The root cause of this incident, like any other of similar nature that has occurred in the past, is non-implementation of laws. Publishing volumes of books containing penal codes, fundamental rights and all the laws is not sufficient. We need serious execution of them so that a potential perpetrator thinks at least twice before carrying out an offence. There exists a faction of intellectuals who bluntly reject this notion by proposing education as the only perceivable solution. My answer to them is Asaram Bapu’s conviction in India. A high-profile, self-styled godman who runs over 400 ashrams (religious hermitages) and has a huge following across the globe was formally convicted of raping a 16-year-old girl in his ashram in Jodhpur. Though the nature of this incident clearly differs from the one under discussion in that the latter is a case of exploitation at the hands of clerics, let them be Catholic priests, gurus or maulvis, the two coalesce in misusing religion for vested interests and the method of dealing with them.

Wearing a blindfold of faith is the first step. Deceit is where trust once was and this is the precise sense which is blocked in order to transform one into an ardent follower. That follower could become either a victim, as in the case of Asaram’s target, or a delinquent, as in the case of Rizwan Gujjar. It is nothing but using religion for the sake of serving your own interests that misleads one to the path of exploitation. Time and again, opinionated people have emphasised on keeping religion segregated from all other realms. When it agglutinates with politics, the manifestations are Faizabad Dharna in Pakistan and BJP supporting the rapists of Asifa Bano in India. When it blends with day-to-day dealings, the result is concealing wrongdoings with the masks of beards and saffron-coloured robes.
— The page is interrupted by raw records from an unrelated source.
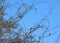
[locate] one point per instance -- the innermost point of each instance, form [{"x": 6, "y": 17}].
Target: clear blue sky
[{"x": 33, "y": 16}]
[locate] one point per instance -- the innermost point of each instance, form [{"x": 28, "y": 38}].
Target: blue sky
[{"x": 34, "y": 16}]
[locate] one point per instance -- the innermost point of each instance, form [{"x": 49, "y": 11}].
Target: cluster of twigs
[{"x": 12, "y": 23}]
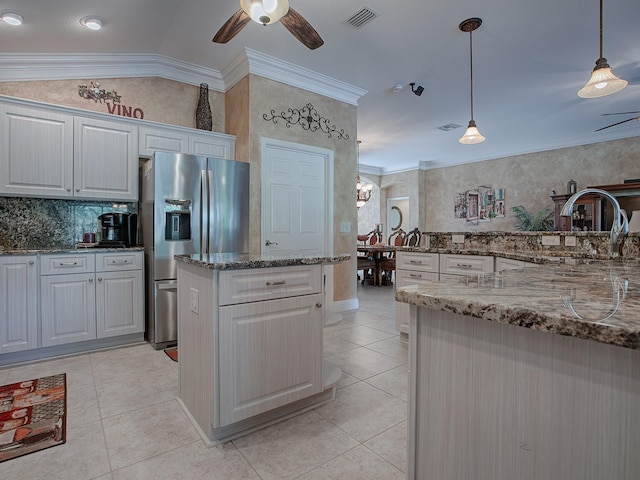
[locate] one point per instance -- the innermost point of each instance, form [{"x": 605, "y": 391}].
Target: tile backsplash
[{"x": 33, "y": 223}]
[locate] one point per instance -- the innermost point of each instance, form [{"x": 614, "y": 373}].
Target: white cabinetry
[
  {"x": 49, "y": 153},
  {"x": 176, "y": 140},
  {"x": 18, "y": 303},
  {"x": 105, "y": 158},
  {"x": 250, "y": 343},
  {"x": 67, "y": 292},
  {"x": 119, "y": 294},
  {"x": 84, "y": 301},
  {"x": 36, "y": 152},
  {"x": 413, "y": 268}
]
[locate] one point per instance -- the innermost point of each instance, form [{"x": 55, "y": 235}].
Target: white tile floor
[{"x": 124, "y": 421}]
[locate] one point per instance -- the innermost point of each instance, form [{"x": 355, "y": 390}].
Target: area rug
[
  {"x": 172, "y": 353},
  {"x": 33, "y": 415}
]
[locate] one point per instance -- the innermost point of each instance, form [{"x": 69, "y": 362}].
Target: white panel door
[
  {"x": 68, "y": 308},
  {"x": 36, "y": 152},
  {"x": 105, "y": 159},
  {"x": 18, "y": 303},
  {"x": 296, "y": 216}
]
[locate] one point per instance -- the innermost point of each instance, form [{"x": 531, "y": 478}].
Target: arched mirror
[{"x": 395, "y": 218}]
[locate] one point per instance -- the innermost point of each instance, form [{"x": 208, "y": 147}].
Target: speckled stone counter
[
  {"x": 236, "y": 261},
  {"x": 70, "y": 249},
  {"x": 590, "y": 299}
]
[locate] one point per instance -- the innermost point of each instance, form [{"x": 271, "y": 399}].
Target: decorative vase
[{"x": 204, "y": 120}]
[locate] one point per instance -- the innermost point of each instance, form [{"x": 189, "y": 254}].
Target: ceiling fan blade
[
  {"x": 232, "y": 27},
  {"x": 619, "y": 113},
  {"x": 301, "y": 29},
  {"x": 614, "y": 124}
]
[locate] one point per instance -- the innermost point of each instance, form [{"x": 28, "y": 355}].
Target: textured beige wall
[
  {"x": 161, "y": 100},
  {"x": 528, "y": 180},
  {"x": 267, "y": 95}
]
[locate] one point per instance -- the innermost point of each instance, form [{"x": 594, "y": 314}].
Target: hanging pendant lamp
[
  {"x": 472, "y": 135},
  {"x": 602, "y": 82}
]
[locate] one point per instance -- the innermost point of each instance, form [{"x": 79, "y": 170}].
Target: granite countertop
[
  {"x": 592, "y": 299},
  {"x": 236, "y": 261},
  {"x": 69, "y": 249}
]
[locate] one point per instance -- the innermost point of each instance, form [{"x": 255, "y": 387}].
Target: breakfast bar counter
[{"x": 531, "y": 373}]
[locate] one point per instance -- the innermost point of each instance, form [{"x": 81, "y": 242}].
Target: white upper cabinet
[
  {"x": 181, "y": 140},
  {"x": 105, "y": 159},
  {"x": 36, "y": 152}
]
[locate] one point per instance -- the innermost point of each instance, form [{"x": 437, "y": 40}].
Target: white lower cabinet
[
  {"x": 18, "y": 303},
  {"x": 104, "y": 300},
  {"x": 68, "y": 308},
  {"x": 269, "y": 355}
]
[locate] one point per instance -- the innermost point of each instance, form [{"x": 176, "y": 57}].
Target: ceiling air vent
[
  {"x": 449, "y": 126},
  {"x": 362, "y": 17}
]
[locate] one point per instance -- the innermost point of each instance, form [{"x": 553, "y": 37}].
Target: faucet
[{"x": 618, "y": 229}]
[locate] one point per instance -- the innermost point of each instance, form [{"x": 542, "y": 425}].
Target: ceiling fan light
[
  {"x": 602, "y": 82},
  {"x": 472, "y": 135},
  {"x": 265, "y": 12},
  {"x": 12, "y": 18}
]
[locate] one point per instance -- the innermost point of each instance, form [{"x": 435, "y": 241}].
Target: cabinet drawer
[
  {"x": 65, "y": 264},
  {"x": 116, "y": 261},
  {"x": 424, "y": 262},
  {"x": 243, "y": 286},
  {"x": 408, "y": 277},
  {"x": 465, "y": 264}
]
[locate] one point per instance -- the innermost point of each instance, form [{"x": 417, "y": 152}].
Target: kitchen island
[
  {"x": 526, "y": 373},
  {"x": 250, "y": 337}
]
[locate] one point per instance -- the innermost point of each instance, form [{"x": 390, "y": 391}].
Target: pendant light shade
[
  {"x": 602, "y": 82},
  {"x": 472, "y": 135},
  {"x": 265, "y": 12}
]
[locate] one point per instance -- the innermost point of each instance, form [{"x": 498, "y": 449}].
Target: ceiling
[{"x": 529, "y": 58}]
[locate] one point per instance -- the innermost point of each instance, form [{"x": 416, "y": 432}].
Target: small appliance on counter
[{"x": 118, "y": 230}]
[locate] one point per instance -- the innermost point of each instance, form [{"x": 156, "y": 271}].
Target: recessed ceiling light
[
  {"x": 93, "y": 23},
  {"x": 12, "y": 18}
]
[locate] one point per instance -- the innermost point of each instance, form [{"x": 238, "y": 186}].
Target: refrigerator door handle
[{"x": 201, "y": 219}]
Apart from implementation of laws and conviction of perpetrators, Asma Yaqub’s death has brought into the spotlight the suffering of religious minorities in Pakistan. A country that was demarcated such that all Muslim-“majority” areas are brought under one umbrella has failed to provide shade to those in minority. The country’s denizens have side-lined, persecuted, mocked and suppressed the outnumbered in educational, professional and, in short, all domains that lead to living a normal routine life. This is common not only in Pakistan but all over the world. When it comes to, however, presenting yourself as nationals of a country whose emigrants are agonised in other countries because of being in minority, we must be careful and cautious in how we treat our minorities. As they say, what goes around comes around.

May be we are aggrandising the whole situation. May be it was only about taking revenge for marriage refusal. But that itself would be equivalent to understating the bigger picture from which the fact of Asma being a Christian cannot be eliminated. Remove the blindfold and think for a moment: Didn’t she have a right to live her life with someone who would not ask her to change her belief system with which she had grown up? Was it not a better idea to impress her by virtuous words and actions and let her known that Islam is a religion of peace? Will any Christian girl or boy of her acquaintance or outside ever think of accepting Islam, a religion whose follower set Asma ablaze? If reality has not dawned on us even after this, it never will.